Estate Planner May-Jun 2001
Estate planning should influence what type of business entity — corporation, subchapter S corporation, general or limited partnership, or limited liability company (LLC) — you choose. An LLC offers the dual advantages of limited liability for its owners (like a corporation) and pass-through income tax treatment (like a partnership). Because an LLC is a hybrid, it offers several unique estate planning benefits.
Facilitate Family Investments
You can facilitate family investments with an LLC because, as with general and limited partnerships, you can include family members. In addition, you can gift and bequeath LLC membership interests to family members.
If you properly structure and form an LLC in a state with restrictive laws regarding withdrawing members, interests in the LLC can enjoy the same discounts for minority interests and lack of marketability and control as partnership interests in closely held corporations do.
Effectively Use Trusts
Trust-centered estate planning has grown in popularity during the past few years because of its probate-avoidance advantages. If you are a closely held business owner considering a trust-centered estate plan, you need to evaluate whether a gift trust or a testamentary trust established for family members can own your business entity. You can use trusts as an ownership vehicle for an LLC just as for a partnership or C corporation. But with an S corporation, you should generally include special provisions in the trust agreement to designate it as a qualified subchapter S trust (QSST) or an electing small business trust.

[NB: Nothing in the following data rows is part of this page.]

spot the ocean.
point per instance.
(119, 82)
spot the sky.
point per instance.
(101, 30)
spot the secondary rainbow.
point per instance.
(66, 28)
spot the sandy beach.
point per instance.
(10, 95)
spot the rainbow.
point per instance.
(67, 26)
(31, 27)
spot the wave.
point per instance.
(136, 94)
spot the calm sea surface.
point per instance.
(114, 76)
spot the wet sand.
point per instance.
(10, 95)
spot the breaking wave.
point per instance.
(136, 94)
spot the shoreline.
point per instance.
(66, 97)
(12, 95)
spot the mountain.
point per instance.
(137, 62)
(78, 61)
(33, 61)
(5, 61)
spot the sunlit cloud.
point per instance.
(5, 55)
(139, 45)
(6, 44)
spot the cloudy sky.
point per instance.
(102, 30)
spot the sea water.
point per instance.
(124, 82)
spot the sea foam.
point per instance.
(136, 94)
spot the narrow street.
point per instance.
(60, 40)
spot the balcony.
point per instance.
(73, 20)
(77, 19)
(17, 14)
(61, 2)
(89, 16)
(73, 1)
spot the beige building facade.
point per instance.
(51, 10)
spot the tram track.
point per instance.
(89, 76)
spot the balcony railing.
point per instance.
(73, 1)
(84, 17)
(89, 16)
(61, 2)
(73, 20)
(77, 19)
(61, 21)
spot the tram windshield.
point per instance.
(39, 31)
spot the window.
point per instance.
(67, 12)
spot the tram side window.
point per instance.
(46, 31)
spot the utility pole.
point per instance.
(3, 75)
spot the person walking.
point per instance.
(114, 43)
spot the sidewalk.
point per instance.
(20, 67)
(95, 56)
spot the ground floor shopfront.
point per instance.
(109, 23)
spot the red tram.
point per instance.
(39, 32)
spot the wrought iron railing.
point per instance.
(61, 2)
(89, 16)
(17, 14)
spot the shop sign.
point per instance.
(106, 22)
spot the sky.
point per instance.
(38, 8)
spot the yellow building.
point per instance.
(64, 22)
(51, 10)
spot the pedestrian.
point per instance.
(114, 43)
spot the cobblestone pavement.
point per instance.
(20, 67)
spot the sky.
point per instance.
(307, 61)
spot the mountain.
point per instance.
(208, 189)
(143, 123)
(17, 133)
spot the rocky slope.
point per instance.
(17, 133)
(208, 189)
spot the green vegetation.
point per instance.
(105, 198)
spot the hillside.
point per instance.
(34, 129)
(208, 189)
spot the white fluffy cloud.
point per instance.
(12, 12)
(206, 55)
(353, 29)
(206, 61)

When you die, a two-year or 60-day transfer rule on termination of the trust interest applies to your revocable- or living-trust-owned shares of stock in an S corporation. Thus, a successor trust must qualify to own the S stock or the company will lose its S status. These restrictions don’t exist for LLC membership interests. Accordingly, an LLC enhances your ability to control a business interest in trust, to regulate income distributions and to pass business interests to other family members. (See “Postdeath Planning” above.)
Plan for Income Allocations
An LLC’s inherent flexibility allows you to structure your estate plan to provide for a preferred cash flow or a shifting of income or appreciation. Unlike S corporations, LLCs can include multiple classes of ownership interests. An LLC interest may be subordinated, preferred, deferred or a shifting interest. But don’t forget to consider the income-tax consequences.

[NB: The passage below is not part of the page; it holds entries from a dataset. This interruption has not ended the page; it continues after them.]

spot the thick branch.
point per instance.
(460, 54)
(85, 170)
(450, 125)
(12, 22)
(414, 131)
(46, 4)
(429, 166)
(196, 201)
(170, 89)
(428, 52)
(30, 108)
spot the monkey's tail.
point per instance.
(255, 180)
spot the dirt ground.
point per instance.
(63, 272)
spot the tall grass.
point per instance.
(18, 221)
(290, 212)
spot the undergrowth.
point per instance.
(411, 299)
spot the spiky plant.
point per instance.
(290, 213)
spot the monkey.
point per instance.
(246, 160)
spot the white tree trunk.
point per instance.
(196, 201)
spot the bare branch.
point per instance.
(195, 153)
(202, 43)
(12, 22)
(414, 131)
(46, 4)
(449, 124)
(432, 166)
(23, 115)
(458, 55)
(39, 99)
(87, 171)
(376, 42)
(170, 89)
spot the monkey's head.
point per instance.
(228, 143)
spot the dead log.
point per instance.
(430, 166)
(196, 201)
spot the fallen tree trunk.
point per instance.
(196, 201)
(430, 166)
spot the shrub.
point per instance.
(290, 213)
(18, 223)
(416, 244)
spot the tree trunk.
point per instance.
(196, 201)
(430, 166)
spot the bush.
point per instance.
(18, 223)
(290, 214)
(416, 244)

Protect Your Assets With a Single-Member LLC
Most jurisdictions now allow single-member LLCs. At first, many states required two or more people to take part — reasoning that a partnership can consist only of two or more people. While a partnership is not qualified to own S corporation stock, a single-member LLC can own S corporation shares if the LLC is disregarded as an entity under the check-the-box rules for federal income tax.

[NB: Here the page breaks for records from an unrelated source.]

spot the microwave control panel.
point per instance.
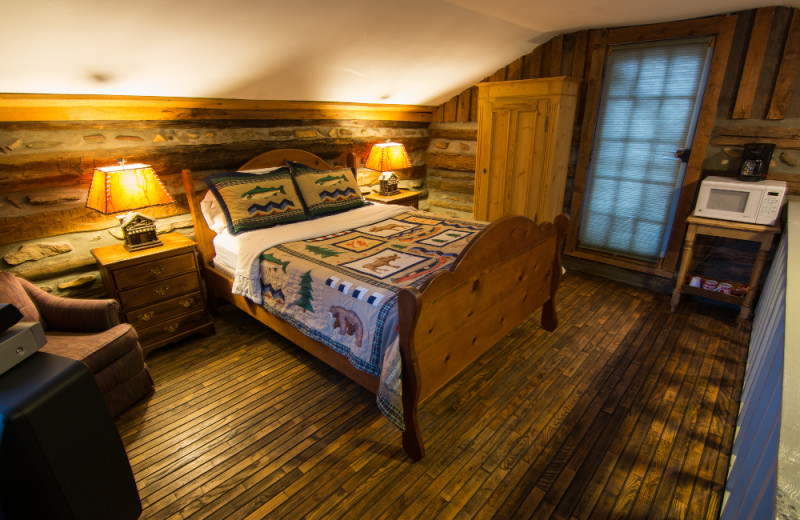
(770, 207)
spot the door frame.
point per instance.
(722, 28)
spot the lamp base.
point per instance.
(143, 245)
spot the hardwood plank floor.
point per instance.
(625, 411)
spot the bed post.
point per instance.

In this case, the single-member LLC is taxed like a proprietorship and the IRS treats the owner as the S corporation shareholder. Therefore, as long as the owner personally qualifies as an S shareholder, the LLC should be an eligible S shareholder. And though the IRS treats a single-member LLC like a sole proprietorship for income tax purposes, the LLC member still is entitled to limited liability. Thus, a single-member LLC can create an additional layer of liability protection — much like a holding company.
Does an LLC Fit Into Your Estate Plan?
If an LLC makes sense from business, investment and income-tax standpoints, it may also dovetail nicely with your estate plan. After all, a single-member LLC can limit liability, protect personal assets and accomplish your estate planning objectives. If you have questions on using an LLC, please give us a call. We can explain how an LLC may fit into your estate plan. And for information on protecting your personal assets and limiting liability using a single-member LLC, please fax back page 6 for a complimentary copy of our Estate MiniPlanner, “Protecting Assets Through a Single-Member LLC.”
Often, an estate or revocable trust will receive assets on the owner’s death, which may create a liability problem. These assets may include the direct ownership of a building or business, or a general partnership interest. To restrict any liability to the asset itself, and to protect other estate or trust assets, the personal representative, executor or trustee should consider forming a single-member LLC with that asset.
For example, assume a restaurateur dies while he’s the restaurant’s sole owner — and the establishment passes to his estate. If the estate tries to form an S corporation, restrictions may limit shareholder eligibility and prevent the estate from implementing the restaurateur’s estate plan. In this instance, a single-member LLC may afford liability protection and flexibility.